Também os jovens estão desistindo dos políticos e dos partidos. Embora objetos centrais de uma polêmica interminável (redução da maioridade penal), cada vez participam menos das eleições: apenas 1.638.751 adolescentes com 16 e 17 anos votaram nas eleições de 2014 (contra 2.013.591 em 2008, 2.391.352 em 2010).
As mentiras que os adultos contam trazem cada vez mais desilusão aos jovens: praticamente toda mídia do final de semana 26/6 a 28/6/15 massacrou o PT (com razão), depois das revelações feitas pelo delator Ricardo Pessoa (do grupo UTC/Constram). O dinheiro das campanhas eleitorais do PT teria origem na corrupção da Petrobras. Ocorre que o grupo ajudou (em 2010) 14 partidos diferentes: PT, R$ 5,2 milhões; DEM, R$ 1,24 milhão; PSDB, R$ 1,2 milhão; PP R$ 663 mil; PDT 500 mil etc. Na campanha de 2014, 20 partidos receberam “doações” do grupo: PT R$ 10,8 milhões; PSD R$ 700 mil; PSDB R$ 655 mil; DEM R$ 615 mil; PMDB R$ 600 mil; PSB R$ 550 mil etc. Há alguém que acredita que somente o dinheiro para o PT seria sujo, enquanto o dinheiro dado aos demais partidos teria passado primeiro pela depuração da Imaculada Conceição?
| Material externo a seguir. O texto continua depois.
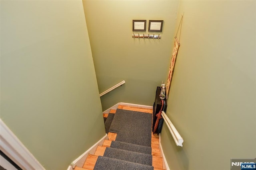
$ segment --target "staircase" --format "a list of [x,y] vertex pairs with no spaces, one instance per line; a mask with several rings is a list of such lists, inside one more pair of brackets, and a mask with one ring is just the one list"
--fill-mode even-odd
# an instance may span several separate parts
[[[151,109],[122,105],[118,108],[149,114],[153,112]],[[98,147],[93,155],[89,154],[82,167],[76,166],[75,170],[163,170],[157,134],[152,133],[151,147],[115,141],[117,134],[108,132],[108,129],[116,111],[110,110],[109,114],[103,114],[108,139],[104,141],[102,146]]]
Mentiras, velhacarias, decepções, corrupção, promessas não cumpridas, palavras não honradas, mordomias, gastos absurdos, construção de Shopping na Câmara dos Deputados etc.: tudo vem contribuindo para a baixa filiação dos jovens de 16 à 24 anos nos partidos políticos (eram 300 mil filiados em 2009, contra 132 mil em 2015). Na faixa etária de 25 a 34 anos houve queda (no mesmo período) de apenas 9,8% (O Globo 28/6/15: 3). Os partidos não se renovaram. O baixo interesse do jovem pelas eleições e pelos partidos confirma a sua descrença com a política institucional. Ele está desistindo da política (o número de eleitores adolescentes caiu 30% de 2010 a 2014). Isso é muito ruim para a cultura cívica.
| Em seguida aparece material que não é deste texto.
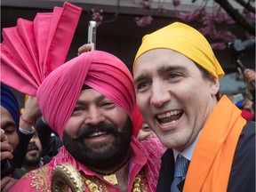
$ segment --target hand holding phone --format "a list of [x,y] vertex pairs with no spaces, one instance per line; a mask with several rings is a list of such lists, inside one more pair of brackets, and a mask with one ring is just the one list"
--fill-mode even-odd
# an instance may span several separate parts
[[94,20],[89,21],[88,44],[92,45],[92,51],[96,50],[96,21]]

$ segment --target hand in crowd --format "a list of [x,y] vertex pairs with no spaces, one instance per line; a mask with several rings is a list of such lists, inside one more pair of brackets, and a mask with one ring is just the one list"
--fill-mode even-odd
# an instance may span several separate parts
[[12,146],[9,143],[8,137],[6,136],[4,131],[0,129],[1,136],[1,161],[4,159],[12,159]]
[[256,73],[251,68],[245,68],[244,75],[248,82],[253,82],[256,80]]
[[83,44],[81,47],[78,48],[78,55],[82,54],[85,52],[90,52],[92,50],[92,46],[90,44]]
[[20,126],[27,131],[31,131],[31,125],[42,116],[36,97],[28,96],[20,117]]

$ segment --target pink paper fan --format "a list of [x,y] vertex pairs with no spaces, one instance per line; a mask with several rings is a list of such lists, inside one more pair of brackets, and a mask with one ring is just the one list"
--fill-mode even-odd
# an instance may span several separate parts
[[1,82],[36,96],[44,79],[65,62],[81,12],[65,2],[33,21],[20,18],[16,27],[3,28]]

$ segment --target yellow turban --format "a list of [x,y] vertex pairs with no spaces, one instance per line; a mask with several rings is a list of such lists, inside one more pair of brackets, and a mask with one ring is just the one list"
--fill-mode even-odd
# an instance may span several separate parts
[[157,48],[167,48],[180,52],[219,80],[224,76],[224,71],[208,41],[199,31],[188,25],[175,22],[144,36],[135,56],[133,68],[136,60],[141,54]]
A educação que os jovens recebem, em geral, não os prepara para a democracia cidadã. A participação nas redes sociais têm sido mais forte. Mas ocorre que nós somos campeões em indignação (veja as manifestações de junho/13 e março/15) e ridículos em ação coletiva. De 167 países, a democracia brasileira aparece na 44ª posição (veja Economist Intelligence Unit, citada por G. Ioschpe). Isso se deve à nossa baixíssima nota no item participação política (somos iguais a Mali, Zâmbia, Uganda e Turquia; estamos abaixo de Iraque, Etiópia, Quênia e Venezuela; campeão é a Noruega e a última colocada é a Coreia do Norte).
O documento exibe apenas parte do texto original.